Monotonic WOE Binning Algorithm for Credit Scoring
About
The following WOE binning class is by far the most stable woe binning algorithm I have ever used. I get it from https://github.com/PedroHBM/woe-monotonic-binning
And it is based on this paper: https://www.researchgate.net/publication/322520135_Monotone_optimal_binning_algorithm_for_credit_risk_modeling
The following rules are important for binning in credit scoring applications:
-
1) Binning should be monotonic, i.e. the feature should be binned in such a way that it can be ordinal. By doing this, we can prepare and present our scorecards more effectively to non-tech audiences. When a feature increases, we have to see a linear correlation between the feature and the target. It has several benefits but the most important point is we can handle outliers well. And we can build better generalizing model.
-
2) Missing values are binned separetely. But sometimes we can edit this according to target ratio, being null may include similar information as being numerically low. For example, in a housing price dataset, if a value is missing for feature like PoolArea. It might mean that the house doesn’t have a pool. In this case we can group the missing with zeroes.
-
3) Each bin should contain at least 5% per-cent observations. This is again to reduce overfitting. Extreme values are handled better this way.

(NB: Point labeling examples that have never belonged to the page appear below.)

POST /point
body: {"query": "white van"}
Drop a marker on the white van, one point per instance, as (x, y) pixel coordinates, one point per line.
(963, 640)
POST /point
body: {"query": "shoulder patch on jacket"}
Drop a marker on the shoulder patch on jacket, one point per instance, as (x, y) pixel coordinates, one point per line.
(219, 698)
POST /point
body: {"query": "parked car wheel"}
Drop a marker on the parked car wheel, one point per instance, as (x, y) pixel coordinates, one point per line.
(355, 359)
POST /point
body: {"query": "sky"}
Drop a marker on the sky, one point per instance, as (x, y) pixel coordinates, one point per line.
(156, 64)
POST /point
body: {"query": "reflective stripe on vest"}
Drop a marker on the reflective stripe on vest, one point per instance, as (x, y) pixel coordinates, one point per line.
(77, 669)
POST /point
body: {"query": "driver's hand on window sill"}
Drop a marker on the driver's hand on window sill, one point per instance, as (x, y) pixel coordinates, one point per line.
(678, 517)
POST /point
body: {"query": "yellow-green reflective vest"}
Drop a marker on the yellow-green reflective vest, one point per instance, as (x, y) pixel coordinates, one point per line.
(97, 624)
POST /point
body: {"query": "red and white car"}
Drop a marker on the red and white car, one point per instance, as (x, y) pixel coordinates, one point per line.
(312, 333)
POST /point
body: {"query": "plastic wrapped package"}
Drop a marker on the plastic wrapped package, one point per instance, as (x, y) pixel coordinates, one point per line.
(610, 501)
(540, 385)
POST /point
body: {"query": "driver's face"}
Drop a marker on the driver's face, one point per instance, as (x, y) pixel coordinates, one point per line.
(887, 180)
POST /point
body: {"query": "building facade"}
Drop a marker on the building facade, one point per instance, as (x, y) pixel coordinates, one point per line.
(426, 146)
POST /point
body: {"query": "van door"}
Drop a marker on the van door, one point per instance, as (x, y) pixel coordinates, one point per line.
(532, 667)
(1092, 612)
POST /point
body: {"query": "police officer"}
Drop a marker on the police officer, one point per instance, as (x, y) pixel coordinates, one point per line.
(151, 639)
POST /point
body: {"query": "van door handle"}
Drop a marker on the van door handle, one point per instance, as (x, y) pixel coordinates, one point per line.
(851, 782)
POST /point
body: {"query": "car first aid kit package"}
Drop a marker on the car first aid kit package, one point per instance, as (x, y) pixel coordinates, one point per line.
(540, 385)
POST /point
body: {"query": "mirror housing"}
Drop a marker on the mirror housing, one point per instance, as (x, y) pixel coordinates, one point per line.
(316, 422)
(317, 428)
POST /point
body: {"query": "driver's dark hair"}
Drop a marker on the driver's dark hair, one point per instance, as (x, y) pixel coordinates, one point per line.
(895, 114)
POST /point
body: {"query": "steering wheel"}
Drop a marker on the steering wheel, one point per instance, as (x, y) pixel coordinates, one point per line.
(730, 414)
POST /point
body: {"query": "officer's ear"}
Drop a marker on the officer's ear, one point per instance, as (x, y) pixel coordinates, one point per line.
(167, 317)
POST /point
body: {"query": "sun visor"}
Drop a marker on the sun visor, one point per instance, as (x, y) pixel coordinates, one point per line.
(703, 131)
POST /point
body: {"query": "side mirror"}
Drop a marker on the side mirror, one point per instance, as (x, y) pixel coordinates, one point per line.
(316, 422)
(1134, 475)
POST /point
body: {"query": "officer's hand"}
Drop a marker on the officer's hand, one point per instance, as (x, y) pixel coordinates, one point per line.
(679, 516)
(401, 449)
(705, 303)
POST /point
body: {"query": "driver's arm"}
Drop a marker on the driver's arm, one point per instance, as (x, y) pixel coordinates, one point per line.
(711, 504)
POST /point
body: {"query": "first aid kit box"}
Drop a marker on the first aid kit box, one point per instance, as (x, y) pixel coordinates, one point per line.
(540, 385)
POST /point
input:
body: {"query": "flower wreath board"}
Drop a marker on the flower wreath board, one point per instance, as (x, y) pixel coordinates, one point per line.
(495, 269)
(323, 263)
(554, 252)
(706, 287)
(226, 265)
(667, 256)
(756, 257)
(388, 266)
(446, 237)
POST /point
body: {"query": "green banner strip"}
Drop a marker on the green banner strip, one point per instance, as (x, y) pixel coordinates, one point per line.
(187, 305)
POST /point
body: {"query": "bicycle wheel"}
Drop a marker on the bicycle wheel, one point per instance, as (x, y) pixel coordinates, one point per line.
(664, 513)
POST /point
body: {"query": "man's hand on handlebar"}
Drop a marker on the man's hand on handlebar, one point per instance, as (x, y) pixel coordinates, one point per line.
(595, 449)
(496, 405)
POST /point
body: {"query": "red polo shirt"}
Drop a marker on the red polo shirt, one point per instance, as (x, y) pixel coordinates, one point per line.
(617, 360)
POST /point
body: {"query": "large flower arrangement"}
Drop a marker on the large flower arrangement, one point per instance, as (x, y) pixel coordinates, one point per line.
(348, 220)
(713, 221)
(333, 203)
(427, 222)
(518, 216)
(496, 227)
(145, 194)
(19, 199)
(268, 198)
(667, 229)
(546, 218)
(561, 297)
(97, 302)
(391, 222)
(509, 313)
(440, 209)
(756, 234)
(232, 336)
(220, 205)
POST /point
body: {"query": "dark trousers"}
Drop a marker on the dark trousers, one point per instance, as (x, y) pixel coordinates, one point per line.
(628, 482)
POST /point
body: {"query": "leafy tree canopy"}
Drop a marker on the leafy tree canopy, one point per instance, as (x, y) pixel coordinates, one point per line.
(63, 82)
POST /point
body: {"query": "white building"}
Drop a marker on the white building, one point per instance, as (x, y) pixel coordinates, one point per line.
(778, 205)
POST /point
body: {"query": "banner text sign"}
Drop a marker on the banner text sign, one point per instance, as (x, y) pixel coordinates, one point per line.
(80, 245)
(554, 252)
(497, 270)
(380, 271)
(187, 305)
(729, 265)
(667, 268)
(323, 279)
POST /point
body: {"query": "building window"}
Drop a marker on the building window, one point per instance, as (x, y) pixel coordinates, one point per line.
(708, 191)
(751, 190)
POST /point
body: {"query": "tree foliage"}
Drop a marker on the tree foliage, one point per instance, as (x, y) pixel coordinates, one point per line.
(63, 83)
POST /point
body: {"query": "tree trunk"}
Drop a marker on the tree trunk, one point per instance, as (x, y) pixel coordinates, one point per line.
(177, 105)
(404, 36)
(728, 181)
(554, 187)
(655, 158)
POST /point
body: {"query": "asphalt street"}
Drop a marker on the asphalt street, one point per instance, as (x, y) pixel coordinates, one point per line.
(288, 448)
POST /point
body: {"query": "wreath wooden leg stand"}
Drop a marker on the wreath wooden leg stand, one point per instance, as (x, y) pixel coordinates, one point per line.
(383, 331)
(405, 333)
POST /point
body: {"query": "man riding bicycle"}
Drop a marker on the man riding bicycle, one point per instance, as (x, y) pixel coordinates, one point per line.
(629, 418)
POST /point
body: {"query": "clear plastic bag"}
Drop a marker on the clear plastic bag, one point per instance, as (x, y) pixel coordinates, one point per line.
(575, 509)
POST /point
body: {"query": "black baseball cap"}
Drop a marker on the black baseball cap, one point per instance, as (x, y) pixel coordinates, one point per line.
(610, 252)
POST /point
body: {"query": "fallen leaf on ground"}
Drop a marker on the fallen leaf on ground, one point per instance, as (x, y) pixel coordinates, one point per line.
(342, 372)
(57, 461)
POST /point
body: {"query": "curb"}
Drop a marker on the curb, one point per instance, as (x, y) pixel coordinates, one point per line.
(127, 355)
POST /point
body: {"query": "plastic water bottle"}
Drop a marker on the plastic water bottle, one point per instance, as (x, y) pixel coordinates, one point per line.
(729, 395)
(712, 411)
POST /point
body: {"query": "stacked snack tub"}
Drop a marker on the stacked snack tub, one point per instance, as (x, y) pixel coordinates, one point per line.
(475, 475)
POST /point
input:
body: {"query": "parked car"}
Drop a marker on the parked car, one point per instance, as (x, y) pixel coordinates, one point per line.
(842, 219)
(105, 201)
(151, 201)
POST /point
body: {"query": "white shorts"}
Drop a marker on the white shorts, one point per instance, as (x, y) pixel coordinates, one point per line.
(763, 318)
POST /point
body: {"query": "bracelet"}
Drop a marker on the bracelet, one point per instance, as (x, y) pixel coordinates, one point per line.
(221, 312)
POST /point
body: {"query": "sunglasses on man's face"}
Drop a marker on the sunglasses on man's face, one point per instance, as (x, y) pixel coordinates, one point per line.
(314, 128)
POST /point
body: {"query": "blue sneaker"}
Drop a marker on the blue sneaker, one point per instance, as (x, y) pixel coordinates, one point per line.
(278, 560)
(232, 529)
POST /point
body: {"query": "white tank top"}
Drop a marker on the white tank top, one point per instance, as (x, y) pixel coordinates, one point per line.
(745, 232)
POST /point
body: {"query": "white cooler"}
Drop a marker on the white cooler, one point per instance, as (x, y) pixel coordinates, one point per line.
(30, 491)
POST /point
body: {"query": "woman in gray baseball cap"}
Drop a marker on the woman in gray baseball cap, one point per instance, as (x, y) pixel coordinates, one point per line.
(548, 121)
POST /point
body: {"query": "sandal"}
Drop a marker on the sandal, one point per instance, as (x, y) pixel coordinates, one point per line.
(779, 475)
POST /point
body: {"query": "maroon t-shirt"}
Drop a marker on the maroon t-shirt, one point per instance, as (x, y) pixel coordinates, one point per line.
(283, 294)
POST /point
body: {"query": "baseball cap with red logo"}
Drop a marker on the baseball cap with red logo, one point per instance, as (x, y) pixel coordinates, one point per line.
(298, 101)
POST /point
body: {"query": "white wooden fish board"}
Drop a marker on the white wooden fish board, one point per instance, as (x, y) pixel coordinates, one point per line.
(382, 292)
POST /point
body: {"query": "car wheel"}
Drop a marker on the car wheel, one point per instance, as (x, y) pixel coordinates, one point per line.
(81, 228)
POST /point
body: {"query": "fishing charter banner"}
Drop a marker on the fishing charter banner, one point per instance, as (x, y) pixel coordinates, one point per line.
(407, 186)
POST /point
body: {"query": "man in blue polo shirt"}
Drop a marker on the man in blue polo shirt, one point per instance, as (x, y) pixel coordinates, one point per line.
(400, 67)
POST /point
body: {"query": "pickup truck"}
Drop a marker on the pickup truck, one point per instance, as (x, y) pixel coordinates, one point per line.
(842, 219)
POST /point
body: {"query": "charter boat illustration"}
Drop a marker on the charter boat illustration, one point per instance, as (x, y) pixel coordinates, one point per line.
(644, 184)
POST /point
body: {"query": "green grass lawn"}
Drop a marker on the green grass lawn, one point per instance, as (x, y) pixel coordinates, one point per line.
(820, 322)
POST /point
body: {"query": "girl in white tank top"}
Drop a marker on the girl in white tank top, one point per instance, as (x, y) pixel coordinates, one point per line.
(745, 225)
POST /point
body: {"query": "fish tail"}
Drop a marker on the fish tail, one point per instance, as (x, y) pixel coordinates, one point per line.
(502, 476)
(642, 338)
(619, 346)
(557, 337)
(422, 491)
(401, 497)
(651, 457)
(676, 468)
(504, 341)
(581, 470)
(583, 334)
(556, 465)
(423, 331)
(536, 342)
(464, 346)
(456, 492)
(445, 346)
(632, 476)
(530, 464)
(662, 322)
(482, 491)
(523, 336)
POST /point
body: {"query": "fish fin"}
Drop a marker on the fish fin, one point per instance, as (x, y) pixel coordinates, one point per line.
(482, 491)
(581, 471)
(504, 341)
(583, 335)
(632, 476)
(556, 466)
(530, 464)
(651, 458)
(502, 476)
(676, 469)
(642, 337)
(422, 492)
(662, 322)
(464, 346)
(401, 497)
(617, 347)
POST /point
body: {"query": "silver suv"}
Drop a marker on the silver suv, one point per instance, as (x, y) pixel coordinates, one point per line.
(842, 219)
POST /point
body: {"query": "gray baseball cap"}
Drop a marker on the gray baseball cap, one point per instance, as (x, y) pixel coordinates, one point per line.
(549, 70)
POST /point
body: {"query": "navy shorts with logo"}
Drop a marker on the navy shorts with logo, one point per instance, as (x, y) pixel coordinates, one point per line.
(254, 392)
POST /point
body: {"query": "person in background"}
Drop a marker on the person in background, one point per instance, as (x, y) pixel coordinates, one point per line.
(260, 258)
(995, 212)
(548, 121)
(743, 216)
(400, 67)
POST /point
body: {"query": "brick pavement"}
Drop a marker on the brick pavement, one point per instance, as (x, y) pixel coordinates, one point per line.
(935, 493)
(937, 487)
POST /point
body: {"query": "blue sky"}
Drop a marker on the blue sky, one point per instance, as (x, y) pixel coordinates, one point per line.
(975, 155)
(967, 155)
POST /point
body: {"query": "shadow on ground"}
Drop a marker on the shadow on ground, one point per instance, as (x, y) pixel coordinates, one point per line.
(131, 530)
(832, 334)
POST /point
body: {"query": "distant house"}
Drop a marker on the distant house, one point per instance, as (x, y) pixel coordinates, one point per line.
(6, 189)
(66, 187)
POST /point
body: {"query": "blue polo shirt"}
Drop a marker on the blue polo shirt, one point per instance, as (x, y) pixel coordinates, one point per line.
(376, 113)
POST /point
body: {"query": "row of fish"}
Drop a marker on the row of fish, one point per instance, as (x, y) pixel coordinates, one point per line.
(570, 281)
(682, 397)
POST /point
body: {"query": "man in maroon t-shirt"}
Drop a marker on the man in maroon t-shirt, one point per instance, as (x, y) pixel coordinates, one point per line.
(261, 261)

This class applies all of this rules. It also runs fast and supports parallel processing.
import numpy as np
import pandas as pd
from scipy import stats
import multiprocessing as mp
from joblib import Parallel, delayed
def unpack_woe(args):
return woe_binning(*args)
def merge_bins(df, bins_index):
bins_index.sort()
interval_start_include = df.loc[bins_index[0]].interval_start_include
interval_end_exclude = df.loc[bins_index[-1]].interval_end_exclude
df_indexed = df[bins_index[0]: bins_index[-1] + 1]
size = df_indexed['size'].sum()
bads = df_indexed.bads.sum()
goods = df_indexed.goods.sum()
mean = bads / size
dist_good = goods / df.goods.sum()
dist_bad = bads / df.bads.sum()
woe = np.log(dist_bad / dist_good)
iv = (dist_bad - dist_good) * woe
df = df.drop(bins_index)
df.loc[bins_index[0]] = [df.variable.values[0], interval_start_include, interval_end_exclude, size, mean, bads, goods, dist_good, dist_bad, woe, iv]
return df.sort_index().reset_index(drop=True)
def woe_binning_sep(target, column, dataset, sep_value, n_threshold, n_occurences=1, p_threshold=0.1,
merge_threshold=None):
nan = None
a = woe_binning(target, dataset[dataset[column] == sep_value][[target, column]], n_threshold,
n_occurences=n_occurences, p_threshold=p_threshold, merge_threshold=merge_threshold)
dist_bad = a.loc[0].bads / dataset[target].sum()
dist_good = a.loc[0].goods / (dataset.shape[0] - dataset[target].sum())
a.at[0, 'woe'] = np.log(dist_bad / dist_good)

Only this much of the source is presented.